Magic Unfolds When You Superimpose Community on Twitter=Yammer

When I had my colleagues all following each other on twitter, we did feel more connected, and it was incredible, but the same does not happen “naturally” on Twitter. So until we can create microblog communities that create connectedness, we won’t get answers to our questions (or most of them anyway), but the minute we enforce another layer of community–such as all people who work together using Twitter/Yammer, we do get answers to our questions. However, once we create a boundary, such as that of employees that work for the same firm, we have excluded the mass community–who, most effectively, can produce the type of collective intelligence, that is truly valuable. After all, crowd sourcing is just that: “crowd” sourcing.
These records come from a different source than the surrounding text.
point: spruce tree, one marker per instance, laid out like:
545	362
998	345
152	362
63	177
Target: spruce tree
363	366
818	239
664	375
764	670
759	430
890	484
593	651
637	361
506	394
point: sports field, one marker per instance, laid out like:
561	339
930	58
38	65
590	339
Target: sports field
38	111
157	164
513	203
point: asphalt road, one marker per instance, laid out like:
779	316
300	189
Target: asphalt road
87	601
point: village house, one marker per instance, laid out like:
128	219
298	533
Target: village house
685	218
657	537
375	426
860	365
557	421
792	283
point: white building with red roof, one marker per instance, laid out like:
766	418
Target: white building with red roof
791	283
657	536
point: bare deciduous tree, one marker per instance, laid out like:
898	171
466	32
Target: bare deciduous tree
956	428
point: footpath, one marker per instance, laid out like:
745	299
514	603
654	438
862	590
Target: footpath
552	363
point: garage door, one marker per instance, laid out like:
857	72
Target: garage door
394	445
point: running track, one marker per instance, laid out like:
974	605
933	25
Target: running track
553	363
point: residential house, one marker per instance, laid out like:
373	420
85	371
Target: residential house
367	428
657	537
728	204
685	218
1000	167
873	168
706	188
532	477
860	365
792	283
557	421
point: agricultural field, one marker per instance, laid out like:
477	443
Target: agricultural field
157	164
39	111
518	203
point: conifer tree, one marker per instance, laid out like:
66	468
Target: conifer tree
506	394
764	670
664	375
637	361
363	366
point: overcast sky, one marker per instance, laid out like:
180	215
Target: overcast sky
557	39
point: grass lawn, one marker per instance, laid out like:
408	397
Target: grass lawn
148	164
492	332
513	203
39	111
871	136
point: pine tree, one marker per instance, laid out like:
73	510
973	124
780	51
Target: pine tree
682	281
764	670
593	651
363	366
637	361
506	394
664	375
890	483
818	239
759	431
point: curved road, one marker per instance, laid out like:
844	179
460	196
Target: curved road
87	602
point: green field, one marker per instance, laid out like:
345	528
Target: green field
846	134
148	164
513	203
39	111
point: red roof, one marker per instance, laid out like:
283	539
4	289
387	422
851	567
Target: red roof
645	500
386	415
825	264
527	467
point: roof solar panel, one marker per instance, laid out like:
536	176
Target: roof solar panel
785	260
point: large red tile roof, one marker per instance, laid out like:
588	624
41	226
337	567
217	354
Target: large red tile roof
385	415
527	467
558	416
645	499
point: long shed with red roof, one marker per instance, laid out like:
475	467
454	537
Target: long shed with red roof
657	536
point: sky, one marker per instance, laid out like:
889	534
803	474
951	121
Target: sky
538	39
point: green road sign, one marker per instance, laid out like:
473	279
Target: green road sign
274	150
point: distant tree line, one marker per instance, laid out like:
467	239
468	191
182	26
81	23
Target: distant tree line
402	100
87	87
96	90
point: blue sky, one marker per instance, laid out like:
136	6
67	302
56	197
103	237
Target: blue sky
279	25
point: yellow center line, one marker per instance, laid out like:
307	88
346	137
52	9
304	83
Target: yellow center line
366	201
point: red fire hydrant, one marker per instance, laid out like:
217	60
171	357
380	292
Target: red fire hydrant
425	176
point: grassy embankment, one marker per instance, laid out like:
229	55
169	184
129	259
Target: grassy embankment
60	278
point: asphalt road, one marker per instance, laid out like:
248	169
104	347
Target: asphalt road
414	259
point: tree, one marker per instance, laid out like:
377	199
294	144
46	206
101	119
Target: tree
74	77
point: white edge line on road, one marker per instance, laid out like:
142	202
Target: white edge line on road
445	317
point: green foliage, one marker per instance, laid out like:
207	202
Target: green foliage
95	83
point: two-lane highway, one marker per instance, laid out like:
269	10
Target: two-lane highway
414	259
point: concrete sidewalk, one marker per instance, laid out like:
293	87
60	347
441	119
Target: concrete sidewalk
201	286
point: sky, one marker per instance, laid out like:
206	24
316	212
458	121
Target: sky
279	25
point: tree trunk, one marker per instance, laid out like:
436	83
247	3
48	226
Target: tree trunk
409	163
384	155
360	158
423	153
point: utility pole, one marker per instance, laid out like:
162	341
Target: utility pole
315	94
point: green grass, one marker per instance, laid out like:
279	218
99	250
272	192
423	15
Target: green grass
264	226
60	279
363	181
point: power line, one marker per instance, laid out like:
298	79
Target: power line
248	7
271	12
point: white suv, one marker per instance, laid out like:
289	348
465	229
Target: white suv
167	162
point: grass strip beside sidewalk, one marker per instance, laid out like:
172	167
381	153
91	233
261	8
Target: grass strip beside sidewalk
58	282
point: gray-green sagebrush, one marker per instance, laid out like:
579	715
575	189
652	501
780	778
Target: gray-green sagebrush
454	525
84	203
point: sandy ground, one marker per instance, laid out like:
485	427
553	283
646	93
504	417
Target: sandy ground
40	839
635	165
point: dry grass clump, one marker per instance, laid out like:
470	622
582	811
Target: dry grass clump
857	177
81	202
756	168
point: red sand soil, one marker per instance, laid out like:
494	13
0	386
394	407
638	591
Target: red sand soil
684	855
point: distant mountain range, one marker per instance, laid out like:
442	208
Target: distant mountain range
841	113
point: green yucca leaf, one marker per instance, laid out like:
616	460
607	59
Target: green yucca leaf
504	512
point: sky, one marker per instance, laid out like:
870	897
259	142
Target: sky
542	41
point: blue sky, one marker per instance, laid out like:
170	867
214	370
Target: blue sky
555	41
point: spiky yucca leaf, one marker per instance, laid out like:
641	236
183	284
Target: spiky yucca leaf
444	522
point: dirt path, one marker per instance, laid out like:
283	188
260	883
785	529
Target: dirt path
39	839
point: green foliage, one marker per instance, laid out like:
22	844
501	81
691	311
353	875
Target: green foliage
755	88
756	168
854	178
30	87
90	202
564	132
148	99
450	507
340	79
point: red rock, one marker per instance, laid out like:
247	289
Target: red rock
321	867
So, my conclusion is that looking at microblogs as a form of collective intelligence is not what I am trying to prove and therefore this is, once again, not part of my research. What I am trying to prove is that microblogs provide a connectedness and a “peering” into each others minds, that allows us to “notice” when there are opportunities to connect and teach/learn and therefore this results in enhanced performance. Ideally, if people ask questions, others would answer, but I posit that even if that never happens, participating in microblogging still has something to offer to each individual participant.